We do this for all the pass-by-value arguments (it doesn’t matter whether we do the parameter stores all at once later or interleaved, because the locations are distinct from all previous locations), augmenting the environment $e’'$. We evaluate the function body with respect to the final store and this augmented environment.

Pass by reference

Distinctive properties

• Whether arbitrary argument expressions are permitted is language dependent; often, only a subset of available expressions — those that designate locations — are permitted. If the argument expression does designate a location, then this location is the argument location. If arbitrary expressions are permitted, and the expression does not designate a location, what typically happens is that a fresh location is allocated to be the argument location, the expression is evaluated, and the resulting IR is stored in the argument location.

• The corresponding parameter name is simply bound to the argument location.

It ought to be clear that it’s easy to write the traditional swap function using call-by-reference semantics:

function swap(x, y) { var t = x; x = y; y = t; }

whereas this doesn’t work for call-by-value.

The circumlocution involved with ‘designating locations’ is to cope with expressions like v[5] as well as simple names. In some languages, an expression which designates a location is said to produce an lvalue rather than an rvalue; we can think of an lvalue as being a location and an rvalue as being an immediate representation, and we can convert the former to the latter by consulting the store — but we cannot convert in the other direction without allocating.

Formal semantics

It is necessary to define a subset of expressions:

• $D$: expressions which designate locations

and a new operation:

• $\textit{loc}\colon D \times E \times S \to L \times S$: location designated by expression

It’s important to remember that $D \subseteq X$, and so it makes sense to evaluate an expression in $D$. For the sake of sanity, we require an axiom: \[ \textrm{if} \quad (l, s’) = \textit{loc}(d, e, s) \quad \textrm{then} \quad (s’(l), s) = \textit{eval}(d, e, s) \] If $n$ is a name, then \[ \textit{loc}(n, e, s) = (e(n), s) \] and we can see that this definition is consistent with the axiom above.

So, on to the definition. Let $x$ by the argument expression, $e$ the caller’s environment, and $s$ the prevailing store.

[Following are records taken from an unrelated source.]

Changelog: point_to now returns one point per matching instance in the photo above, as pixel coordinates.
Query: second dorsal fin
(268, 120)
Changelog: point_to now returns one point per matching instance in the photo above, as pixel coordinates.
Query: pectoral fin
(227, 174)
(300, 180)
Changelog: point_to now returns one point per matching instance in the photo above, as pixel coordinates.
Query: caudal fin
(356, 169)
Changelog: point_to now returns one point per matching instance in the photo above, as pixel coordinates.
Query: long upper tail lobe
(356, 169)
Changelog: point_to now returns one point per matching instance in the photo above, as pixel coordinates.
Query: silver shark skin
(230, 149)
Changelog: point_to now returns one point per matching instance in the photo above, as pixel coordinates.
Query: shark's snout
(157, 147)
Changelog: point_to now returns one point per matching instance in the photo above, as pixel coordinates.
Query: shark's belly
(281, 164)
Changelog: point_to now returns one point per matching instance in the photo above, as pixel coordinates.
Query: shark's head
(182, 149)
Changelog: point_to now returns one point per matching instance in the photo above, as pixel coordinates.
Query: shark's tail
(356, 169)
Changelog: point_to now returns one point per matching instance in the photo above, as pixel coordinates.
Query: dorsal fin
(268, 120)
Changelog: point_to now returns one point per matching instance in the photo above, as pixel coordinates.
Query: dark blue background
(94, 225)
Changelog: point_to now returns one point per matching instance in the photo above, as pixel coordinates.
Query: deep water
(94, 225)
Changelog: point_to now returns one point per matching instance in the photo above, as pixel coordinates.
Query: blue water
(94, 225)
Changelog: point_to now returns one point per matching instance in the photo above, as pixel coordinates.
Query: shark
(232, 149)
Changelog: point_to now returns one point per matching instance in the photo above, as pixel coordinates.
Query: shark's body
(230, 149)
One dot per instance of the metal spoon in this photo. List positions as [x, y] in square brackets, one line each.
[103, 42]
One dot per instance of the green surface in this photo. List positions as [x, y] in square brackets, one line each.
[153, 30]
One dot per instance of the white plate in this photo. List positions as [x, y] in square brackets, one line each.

Firstly, if $x \in D$, then \[ (l, s’') = \textit{loc}(x, e, s) \] Otherwise, what usually happens is: \[ \begin{align} (r, s’) &= \textit{eval}(x, e, s) \\ l &= \textit{alloc}() \\ s’' &= s’[r/l] \\ \end{align} \]

(Note that after this we always have $(s’'(l, s’') = \textit{eval}(x, e, s)$.)

If $n$ is the corresponding parameter name, and $e’$ is the function’s enclosing environment, then all we need to complete the job is \[ e’' = e’[l, n] \] Again, we do this for all of the arguments.

Final remarks

It should now be, ahem, clear how to distinguish pass-by-value and pass-by-reference. Extending this model to cover call-by-value/return is fairly straightforward; dealing with call-by-name and call-by-need is trickier, because the evaluation rule for names becomes rather more complicated. I might try doing that later.

I hope this actually helps somebody.